Hi,
I am using Nvidia model optimizer ( https://nvidia.github.io/Model-Optimizer/guides/\_pytorch_quantization.html ) and converting Yolov7 official object detection model to below quantizations -
AVAILABLE_CONFIGS = {
"int8_default": mtq.INT8_DEFAULT_CFG,
"int8_smoothquant": mtq.INT8_SMOOTHQUANT_CFG,
"fp8_default": mtq.FP8_DEFAULT_CFG, # For H100 and newer GPUs
"w4a8_awq": mtq.W4A8_AWQ_BETA_CFG, # 4-bit weights, 8-bit activations
}
The problem is I am able to convert and the accuracy is also pretty fine (not sure whether quantization is working fine or not). When I do the inferencing, the int4 model is running very slow.
Here is my code
model_q = mtq.quantize(model_c, config, forward_loop)
checkpoint = {
'state_dict': model_q.state_dict(),
}
model_name = 'weights/yolov7_' + config_name + '.pth'
torch.save(checkpoint, model_name)
How do I convert the int4 model to trt engine format so that I can run it faster?

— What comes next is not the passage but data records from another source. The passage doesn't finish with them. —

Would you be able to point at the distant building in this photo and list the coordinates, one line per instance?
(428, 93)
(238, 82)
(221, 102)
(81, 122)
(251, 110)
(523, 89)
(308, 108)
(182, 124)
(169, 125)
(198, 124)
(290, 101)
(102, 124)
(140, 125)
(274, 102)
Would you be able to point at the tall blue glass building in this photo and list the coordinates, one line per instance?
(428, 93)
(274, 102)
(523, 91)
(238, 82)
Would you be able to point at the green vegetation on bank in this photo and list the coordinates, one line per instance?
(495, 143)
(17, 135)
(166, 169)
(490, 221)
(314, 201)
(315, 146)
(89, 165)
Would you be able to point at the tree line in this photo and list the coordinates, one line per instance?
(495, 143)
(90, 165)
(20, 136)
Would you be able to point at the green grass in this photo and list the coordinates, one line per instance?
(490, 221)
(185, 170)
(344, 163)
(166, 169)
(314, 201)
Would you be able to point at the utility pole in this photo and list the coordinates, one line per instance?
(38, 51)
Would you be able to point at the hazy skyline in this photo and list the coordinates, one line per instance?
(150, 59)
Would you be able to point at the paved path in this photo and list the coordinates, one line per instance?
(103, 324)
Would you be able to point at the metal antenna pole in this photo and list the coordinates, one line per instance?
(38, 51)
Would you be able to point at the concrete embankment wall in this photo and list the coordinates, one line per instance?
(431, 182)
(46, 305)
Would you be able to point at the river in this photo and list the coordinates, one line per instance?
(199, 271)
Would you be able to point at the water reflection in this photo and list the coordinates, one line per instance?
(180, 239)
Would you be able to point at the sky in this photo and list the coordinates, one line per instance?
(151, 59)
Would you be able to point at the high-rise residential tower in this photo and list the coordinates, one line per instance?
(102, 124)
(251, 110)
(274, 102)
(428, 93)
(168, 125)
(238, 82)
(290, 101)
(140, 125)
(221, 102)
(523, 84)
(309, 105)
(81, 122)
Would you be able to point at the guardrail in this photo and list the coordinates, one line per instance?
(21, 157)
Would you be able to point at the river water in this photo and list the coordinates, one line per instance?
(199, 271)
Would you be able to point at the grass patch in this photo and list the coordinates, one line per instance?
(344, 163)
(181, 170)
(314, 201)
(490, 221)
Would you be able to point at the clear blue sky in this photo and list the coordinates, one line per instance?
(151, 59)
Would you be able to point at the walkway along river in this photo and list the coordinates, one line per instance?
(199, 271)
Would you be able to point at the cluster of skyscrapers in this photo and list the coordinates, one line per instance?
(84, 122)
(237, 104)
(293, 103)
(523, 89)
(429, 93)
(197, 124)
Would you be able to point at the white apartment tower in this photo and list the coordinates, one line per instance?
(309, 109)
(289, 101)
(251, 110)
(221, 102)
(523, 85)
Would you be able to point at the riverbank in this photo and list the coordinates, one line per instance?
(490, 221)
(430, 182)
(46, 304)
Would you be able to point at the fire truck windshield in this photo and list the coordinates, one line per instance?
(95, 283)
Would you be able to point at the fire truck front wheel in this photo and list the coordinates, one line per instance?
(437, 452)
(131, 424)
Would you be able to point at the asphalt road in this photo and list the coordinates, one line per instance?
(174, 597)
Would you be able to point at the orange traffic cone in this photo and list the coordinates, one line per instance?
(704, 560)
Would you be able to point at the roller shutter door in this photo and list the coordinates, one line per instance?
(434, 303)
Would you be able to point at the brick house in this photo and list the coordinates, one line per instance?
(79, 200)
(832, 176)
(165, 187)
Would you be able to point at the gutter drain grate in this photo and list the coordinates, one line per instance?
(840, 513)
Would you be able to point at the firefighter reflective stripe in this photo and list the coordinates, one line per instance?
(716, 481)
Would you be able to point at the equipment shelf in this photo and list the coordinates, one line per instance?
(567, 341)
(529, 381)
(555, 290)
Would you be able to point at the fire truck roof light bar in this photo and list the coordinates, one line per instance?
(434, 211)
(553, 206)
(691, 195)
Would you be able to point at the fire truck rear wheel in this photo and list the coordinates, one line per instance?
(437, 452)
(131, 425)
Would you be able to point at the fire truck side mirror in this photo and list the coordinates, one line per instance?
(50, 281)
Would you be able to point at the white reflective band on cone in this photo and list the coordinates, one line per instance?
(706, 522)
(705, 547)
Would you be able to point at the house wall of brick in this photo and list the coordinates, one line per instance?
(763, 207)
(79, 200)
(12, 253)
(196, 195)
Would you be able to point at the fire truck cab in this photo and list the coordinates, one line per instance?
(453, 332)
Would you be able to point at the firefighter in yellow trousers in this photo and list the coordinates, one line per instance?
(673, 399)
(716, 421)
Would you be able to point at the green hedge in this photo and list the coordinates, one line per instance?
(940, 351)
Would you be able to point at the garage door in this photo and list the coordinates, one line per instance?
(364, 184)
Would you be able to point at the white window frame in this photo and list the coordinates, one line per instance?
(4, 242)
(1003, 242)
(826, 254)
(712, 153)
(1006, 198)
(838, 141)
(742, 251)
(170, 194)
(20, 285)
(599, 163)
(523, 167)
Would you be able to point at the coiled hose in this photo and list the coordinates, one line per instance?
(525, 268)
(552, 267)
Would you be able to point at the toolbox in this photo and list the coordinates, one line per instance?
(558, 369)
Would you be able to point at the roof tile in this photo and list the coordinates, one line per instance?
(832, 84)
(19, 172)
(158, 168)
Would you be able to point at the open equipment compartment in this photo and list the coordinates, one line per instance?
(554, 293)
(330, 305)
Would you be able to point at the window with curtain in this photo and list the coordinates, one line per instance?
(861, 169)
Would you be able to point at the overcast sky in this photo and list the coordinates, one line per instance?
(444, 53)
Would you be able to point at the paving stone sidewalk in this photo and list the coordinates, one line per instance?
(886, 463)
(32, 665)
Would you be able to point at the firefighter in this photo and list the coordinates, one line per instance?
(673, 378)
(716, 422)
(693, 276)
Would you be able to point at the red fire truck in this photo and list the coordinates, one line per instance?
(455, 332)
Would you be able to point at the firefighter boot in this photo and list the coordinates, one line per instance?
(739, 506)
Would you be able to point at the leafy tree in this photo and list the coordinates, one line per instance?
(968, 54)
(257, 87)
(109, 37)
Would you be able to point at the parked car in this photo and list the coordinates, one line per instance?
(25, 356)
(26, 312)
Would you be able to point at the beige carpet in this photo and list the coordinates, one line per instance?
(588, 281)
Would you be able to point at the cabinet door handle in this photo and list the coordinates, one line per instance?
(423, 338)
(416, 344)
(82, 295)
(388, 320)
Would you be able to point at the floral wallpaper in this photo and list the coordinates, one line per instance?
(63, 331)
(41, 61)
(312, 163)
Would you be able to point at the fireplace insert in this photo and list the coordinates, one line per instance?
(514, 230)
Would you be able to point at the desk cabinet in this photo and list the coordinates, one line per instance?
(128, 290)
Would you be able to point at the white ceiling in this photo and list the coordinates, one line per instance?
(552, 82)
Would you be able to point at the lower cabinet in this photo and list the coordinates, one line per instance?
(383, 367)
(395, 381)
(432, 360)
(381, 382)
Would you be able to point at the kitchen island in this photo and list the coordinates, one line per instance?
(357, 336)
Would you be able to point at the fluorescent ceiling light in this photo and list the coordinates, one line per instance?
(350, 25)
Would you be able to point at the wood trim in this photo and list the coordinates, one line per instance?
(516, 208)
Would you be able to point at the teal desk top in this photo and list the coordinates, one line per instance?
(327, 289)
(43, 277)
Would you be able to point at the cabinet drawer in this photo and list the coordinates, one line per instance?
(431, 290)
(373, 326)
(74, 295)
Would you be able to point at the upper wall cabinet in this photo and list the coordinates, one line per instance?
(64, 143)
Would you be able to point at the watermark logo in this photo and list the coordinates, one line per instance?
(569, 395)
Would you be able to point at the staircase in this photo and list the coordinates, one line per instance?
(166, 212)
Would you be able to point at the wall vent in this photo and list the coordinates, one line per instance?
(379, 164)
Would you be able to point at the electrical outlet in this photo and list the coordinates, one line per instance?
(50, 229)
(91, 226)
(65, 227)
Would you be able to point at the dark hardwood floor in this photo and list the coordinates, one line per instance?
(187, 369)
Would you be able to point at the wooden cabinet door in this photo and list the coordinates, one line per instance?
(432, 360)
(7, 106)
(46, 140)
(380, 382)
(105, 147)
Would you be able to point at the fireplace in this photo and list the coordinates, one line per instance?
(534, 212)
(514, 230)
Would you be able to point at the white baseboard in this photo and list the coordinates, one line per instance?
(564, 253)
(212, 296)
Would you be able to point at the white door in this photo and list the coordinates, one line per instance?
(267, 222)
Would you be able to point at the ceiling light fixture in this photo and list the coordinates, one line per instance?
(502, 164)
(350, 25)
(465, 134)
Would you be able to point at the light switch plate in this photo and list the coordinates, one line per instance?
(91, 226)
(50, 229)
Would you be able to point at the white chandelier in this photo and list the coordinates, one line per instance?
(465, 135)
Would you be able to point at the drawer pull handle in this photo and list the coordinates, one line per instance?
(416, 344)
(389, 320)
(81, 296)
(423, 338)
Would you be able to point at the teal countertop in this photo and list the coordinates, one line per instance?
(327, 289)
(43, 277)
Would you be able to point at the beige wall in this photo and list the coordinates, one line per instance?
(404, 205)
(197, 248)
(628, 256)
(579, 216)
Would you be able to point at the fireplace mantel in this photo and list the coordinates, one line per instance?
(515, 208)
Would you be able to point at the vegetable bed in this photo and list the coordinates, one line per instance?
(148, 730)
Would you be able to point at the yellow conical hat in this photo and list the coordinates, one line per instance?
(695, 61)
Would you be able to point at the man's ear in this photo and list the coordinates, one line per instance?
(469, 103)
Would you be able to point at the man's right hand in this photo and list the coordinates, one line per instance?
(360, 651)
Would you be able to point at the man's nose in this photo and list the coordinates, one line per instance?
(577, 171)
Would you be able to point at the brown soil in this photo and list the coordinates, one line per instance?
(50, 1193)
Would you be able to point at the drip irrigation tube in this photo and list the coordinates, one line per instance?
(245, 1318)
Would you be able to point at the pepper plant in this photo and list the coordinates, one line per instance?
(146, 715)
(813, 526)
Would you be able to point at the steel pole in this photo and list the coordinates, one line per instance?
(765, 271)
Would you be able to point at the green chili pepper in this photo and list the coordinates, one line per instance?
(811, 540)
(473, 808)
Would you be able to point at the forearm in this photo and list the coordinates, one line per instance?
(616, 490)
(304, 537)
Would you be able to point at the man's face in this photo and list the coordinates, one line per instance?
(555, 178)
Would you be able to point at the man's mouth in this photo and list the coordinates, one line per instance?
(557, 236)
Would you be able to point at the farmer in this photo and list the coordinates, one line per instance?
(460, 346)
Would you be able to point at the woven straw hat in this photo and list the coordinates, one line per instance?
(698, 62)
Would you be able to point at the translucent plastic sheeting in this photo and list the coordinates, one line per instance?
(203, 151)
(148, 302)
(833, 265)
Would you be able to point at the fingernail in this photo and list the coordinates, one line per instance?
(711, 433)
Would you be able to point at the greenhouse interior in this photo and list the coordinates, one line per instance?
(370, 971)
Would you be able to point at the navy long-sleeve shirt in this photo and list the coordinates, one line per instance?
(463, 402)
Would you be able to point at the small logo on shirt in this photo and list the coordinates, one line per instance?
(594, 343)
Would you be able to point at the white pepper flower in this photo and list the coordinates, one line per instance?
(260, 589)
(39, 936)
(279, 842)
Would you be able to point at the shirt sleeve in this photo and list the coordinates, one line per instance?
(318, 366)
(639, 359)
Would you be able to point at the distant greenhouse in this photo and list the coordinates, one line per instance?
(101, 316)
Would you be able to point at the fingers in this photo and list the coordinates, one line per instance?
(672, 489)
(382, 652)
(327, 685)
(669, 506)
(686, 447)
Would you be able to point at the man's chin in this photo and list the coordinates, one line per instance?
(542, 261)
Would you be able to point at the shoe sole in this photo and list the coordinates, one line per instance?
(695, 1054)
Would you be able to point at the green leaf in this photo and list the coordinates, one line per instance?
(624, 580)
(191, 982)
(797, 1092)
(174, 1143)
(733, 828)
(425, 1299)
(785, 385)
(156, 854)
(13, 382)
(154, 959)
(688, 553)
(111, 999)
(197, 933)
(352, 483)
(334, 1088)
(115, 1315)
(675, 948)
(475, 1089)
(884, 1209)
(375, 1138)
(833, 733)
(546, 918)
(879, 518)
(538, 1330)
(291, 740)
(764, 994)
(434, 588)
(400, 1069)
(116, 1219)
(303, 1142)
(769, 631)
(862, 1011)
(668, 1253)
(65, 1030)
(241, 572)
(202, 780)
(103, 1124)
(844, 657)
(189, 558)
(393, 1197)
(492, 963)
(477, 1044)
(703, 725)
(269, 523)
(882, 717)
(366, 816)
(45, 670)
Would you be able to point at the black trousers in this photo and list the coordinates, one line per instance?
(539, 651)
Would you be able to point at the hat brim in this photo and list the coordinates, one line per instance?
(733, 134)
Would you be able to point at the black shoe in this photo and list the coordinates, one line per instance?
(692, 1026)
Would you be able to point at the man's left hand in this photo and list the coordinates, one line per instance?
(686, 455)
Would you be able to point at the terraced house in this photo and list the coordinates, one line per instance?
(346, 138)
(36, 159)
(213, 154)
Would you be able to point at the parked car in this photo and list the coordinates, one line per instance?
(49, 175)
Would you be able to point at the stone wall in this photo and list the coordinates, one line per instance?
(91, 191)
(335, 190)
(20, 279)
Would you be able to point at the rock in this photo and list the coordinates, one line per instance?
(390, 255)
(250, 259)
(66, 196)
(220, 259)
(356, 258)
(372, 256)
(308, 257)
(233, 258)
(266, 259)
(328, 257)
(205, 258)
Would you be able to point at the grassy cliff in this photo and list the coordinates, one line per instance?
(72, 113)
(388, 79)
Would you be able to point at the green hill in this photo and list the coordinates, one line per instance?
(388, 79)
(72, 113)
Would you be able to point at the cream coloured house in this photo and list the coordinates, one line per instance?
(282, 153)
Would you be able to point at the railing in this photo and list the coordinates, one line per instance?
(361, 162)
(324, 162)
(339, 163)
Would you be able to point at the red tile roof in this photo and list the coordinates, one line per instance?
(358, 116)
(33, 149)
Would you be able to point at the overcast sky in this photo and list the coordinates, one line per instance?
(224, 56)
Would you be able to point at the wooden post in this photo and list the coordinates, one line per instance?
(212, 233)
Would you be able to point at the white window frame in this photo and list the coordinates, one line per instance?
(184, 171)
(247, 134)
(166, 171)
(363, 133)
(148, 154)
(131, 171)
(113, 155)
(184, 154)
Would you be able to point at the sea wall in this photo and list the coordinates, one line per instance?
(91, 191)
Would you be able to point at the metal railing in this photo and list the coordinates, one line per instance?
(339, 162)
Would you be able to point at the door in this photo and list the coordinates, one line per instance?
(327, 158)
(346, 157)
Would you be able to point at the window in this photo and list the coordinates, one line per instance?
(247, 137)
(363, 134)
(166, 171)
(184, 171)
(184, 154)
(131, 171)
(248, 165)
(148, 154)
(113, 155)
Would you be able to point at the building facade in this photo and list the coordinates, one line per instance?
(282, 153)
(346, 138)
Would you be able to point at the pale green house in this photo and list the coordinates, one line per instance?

Also, what does this mean?
================================================================================
Testing quantization config: w4a8_awq
Config details: {'quant_cfg': {'*weight_quantizer': [{'num_bits': 4, 'block_sizes': {-1: 128, 'type': 'static'}, 'enable': True}, {'num_bits': (4, 3), 'axis': None, 'enable': True}], '*input_quantizer': {'num_bits': (4, 3), 'axis': None, 'enable': True}, 'nn.BatchNorm1d': {'*': {'enable': False}}, 'nn.BatchNorm2d': {'*': {'enable': False}}, 'nn.BatchNorm3d': {'*': {'enable': False}}, 'nn.LeakyReLU': {'*': {'enable': False}}, '*lm_head*': {'enable': False}, '*proj_out.*': {'enable': False}, '*block_sparse_moe.gate*': {'enable': False}, '*router*': {'enable': False}, '*mlp.gate.*': {'enable': False}, '*mlp.shared_expert_gate.*': {'enable': False}, '*output_layer*': {'enable': False}, 'output.*': {'enable': False}, 'default': {'enable': False}}, 'algorithm': 'awq_lite'}
================================================================================
Thanks